Stat arb underperformed in low-correlation regimes. When market-wide correlation drops (stocks moving independently rather than together), pairs that were historically cointegrated show more idiosyncratic behavior. The Hurst exponent monitoring catches slow breakdowns, but low-correlation regimes are a fundamentally harder environment for the strategy. The 20-bar lookback on the rolling correlation check may be too long to detect this quickly.

Cross-asset signals are better as a filter than a strategy. The cross-asset module works well for regime confirmation and as a veto on other strategies' signals. As a standalone signal generator for sector rotation, it underperformed — the lag from macro shift to equity sector repricing is too variable to time reliably.

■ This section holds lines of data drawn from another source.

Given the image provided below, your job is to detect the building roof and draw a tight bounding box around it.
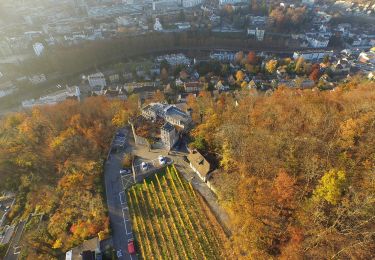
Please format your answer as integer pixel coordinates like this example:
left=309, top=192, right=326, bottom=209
left=188, top=150, right=211, bottom=177
left=65, top=237, right=100, bottom=260
left=161, top=122, right=174, bottom=132
left=164, top=105, right=190, bottom=124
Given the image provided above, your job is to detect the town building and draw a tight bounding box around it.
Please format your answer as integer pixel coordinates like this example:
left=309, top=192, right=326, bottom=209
left=219, top=0, right=246, bottom=5
left=22, top=86, right=81, bottom=108
left=142, top=103, right=192, bottom=130
left=154, top=18, right=163, bottom=31
left=188, top=150, right=211, bottom=182
left=65, top=237, right=100, bottom=260
left=33, top=42, right=44, bottom=57
left=160, top=122, right=179, bottom=150
left=182, top=0, right=203, bottom=8
left=358, top=51, right=375, bottom=65
left=87, top=72, right=107, bottom=88
left=293, top=50, right=333, bottom=61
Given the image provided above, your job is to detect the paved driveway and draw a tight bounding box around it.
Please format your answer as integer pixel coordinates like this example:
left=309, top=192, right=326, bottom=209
left=104, top=128, right=137, bottom=260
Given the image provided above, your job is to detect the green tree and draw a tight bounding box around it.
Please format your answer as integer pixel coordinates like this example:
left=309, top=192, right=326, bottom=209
left=266, top=60, right=278, bottom=74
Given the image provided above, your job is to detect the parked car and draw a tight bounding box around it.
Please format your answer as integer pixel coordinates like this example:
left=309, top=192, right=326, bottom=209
left=141, top=162, right=148, bottom=171
left=158, top=155, right=167, bottom=165
left=128, top=239, right=135, bottom=255
left=120, top=169, right=132, bottom=174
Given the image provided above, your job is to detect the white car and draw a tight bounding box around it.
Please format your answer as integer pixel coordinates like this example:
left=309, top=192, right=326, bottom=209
left=141, top=162, right=148, bottom=171
left=120, top=169, right=132, bottom=174
left=158, top=155, right=166, bottom=165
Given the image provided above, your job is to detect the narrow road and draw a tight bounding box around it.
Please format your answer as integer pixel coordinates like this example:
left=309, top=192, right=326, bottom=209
left=104, top=128, right=137, bottom=260
left=4, top=220, right=27, bottom=260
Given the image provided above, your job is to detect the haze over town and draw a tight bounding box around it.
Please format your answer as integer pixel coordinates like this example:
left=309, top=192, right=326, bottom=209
left=0, top=0, right=375, bottom=260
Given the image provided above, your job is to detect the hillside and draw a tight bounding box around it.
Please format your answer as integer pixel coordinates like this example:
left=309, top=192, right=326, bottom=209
left=0, top=97, right=137, bottom=259
left=189, top=80, right=375, bottom=259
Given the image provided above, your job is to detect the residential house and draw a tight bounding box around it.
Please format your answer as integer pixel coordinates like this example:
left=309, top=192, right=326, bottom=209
left=215, top=80, right=229, bottom=91
left=293, top=50, right=333, bottom=61
left=188, top=150, right=211, bottom=182
left=181, top=0, right=203, bottom=8
left=29, top=74, right=47, bottom=85
left=154, top=18, right=163, bottom=31
left=160, top=122, right=179, bottom=151
left=103, top=86, right=127, bottom=100
left=87, top=72, right=107, bottom=88
left=358, top=51, right=375, bottom=64
left=22, top=86, right=81, bottom=108
left=184, top=81, right=202, bottom=93
left=65, top=237, right=100, bottom=260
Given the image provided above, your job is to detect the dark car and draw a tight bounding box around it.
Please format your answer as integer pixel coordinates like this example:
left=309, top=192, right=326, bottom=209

Data source reliability is a bigger operational issue than expected. 11 external APIs means a meaningful chance of at least one being unavailable or rate-limited at any given time. The fallback logic is solid but the complexity of managing API key rotation, rate limits, and stale data TTLs across 11 sources is real ongoing overhead.


What v4 Would Look Like

Faster regime adaptation with exponential decay. The current rolling-window approach for VolContext computation gives equal weight to all observations in the window. Exponential decay (recent data weighted more heavily) would detect regime transitions faster, reducing the ~2-bar detection lag.

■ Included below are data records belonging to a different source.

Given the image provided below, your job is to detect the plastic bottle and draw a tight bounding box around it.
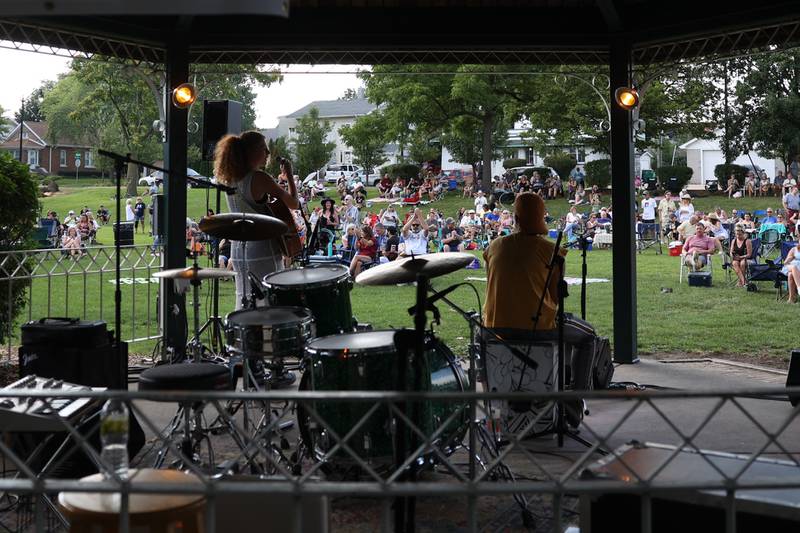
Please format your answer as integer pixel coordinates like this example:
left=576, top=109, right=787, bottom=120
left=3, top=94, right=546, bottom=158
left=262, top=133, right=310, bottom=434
left=100, top=399, right=129, bottom=479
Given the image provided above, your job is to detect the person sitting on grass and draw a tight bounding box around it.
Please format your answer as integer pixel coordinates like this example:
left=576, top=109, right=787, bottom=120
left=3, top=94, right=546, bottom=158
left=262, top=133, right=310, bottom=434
left=681, top=222, right=718, bottom=272
left=350, top=225, right=378, bottom=277
left=781, top=243, right=800, bottom=304
left=403, top=207, right=428, bottom=256
left=729, top=224, right=753, bottom=287
left=61, top=226, right=82, bottom=259
left=442, top=218, right=464, bottom=252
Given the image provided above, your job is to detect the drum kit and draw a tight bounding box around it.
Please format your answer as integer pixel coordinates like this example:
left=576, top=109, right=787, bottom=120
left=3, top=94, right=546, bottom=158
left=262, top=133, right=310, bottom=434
left=150, top=213, right=488, bottom=474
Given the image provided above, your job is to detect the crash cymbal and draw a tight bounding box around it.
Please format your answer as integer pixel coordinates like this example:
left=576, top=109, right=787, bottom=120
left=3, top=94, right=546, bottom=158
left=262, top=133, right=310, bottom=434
left=153, top=267, right=236, bottom=281
left=199, top=213, right=289, bottom=241
left=356, top=252, right=475, bottom=285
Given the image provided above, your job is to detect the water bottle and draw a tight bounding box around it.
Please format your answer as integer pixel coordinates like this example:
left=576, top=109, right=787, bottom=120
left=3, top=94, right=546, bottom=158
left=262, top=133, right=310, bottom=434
left=100, top=399, right=129, bottom=479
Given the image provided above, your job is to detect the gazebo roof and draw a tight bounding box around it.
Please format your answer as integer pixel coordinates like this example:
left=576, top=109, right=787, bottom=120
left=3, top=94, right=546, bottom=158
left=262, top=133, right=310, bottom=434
left=0, top=0, right=800, bottom=65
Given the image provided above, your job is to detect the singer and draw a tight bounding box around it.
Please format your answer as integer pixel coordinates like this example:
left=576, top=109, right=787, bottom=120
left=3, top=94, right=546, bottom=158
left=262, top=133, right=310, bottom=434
left=214, top=131, right=300, bottom=309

Strategy correlation monitoring at the portfolio level. Currently each strategy monitors its own performance independently. But strategies can be correlated — if stat arb and gap reversion both rely on low-volatility conditions, a volatility spike hurts both simultaneously. v4 would monitor cross-strategy correlation and reduce total exposure when strategies become correlated.

A/B testing framework for parameter changes. Currently, a VolContext parameter change applies to all future signals. v4 would support running two parameter sets simultaneously in the shadow book, with statistical comparison of outcomes before promoting a change to production.

MCP server for Claude to query portfolio state directly. Currently Claude receives data as prompt context. A Model Context Protocol server exposing live portfolio state, strategy health, and regime data would allow Claude to ask questions of the system rather than receiving a static snapshot. This would enable richer analysis in the overnight scanner and better AI-assisted portfolio review.

Shorter holding period for catalyst strategy, longer for stat arb. Post-backtest analysis suggests the catalyst strategy's edge concentrates in days 2-5 post-earnings, not the 10-15 day window currently used. And stat arb mean reversion often requires more time than the current max hold allows. v4 would calibrate holding periods per strategy rather than using a shared default.


Parallels to AI Systems Development

The problems in building QuantPulse are structurally similar to problems in building safe AI systems:

QuantPulse Problem AI Systems Analog
Strategies overfit to historical regimes Models overfit to training distribution; fail on distributional shift
Circuit breakers catching strategy degradation Constitutional AI guardrails; hard limits that activate before catastrophic outcomes
Adaptive parameters generalizing across regimes Robustness to out-of-distribution inputs without manual intervention
Human-in-the-loop execution Scalable oversight; human ratification before irreversible actions
Morning scorecard + performance feedback into prompt RLHF / feedback loops; using outcome data to improve future behavior
Shadow book building evidence before graduating to half-Kelly Corrigibility; earning autonomy through demonstrated reliability rather than assuming it
Prompt engineering for reliable structured output Alignment; getting a capable system to behave in the specific constrained way you want

The most surprising lesson: the hardest problems in quantitative finance and AI safety are not the capability problems. They're the alignment and evaluation problems — getting the system to do what you actually want, measuring whether it's doing it, and building feedback loops that improve behavior over time.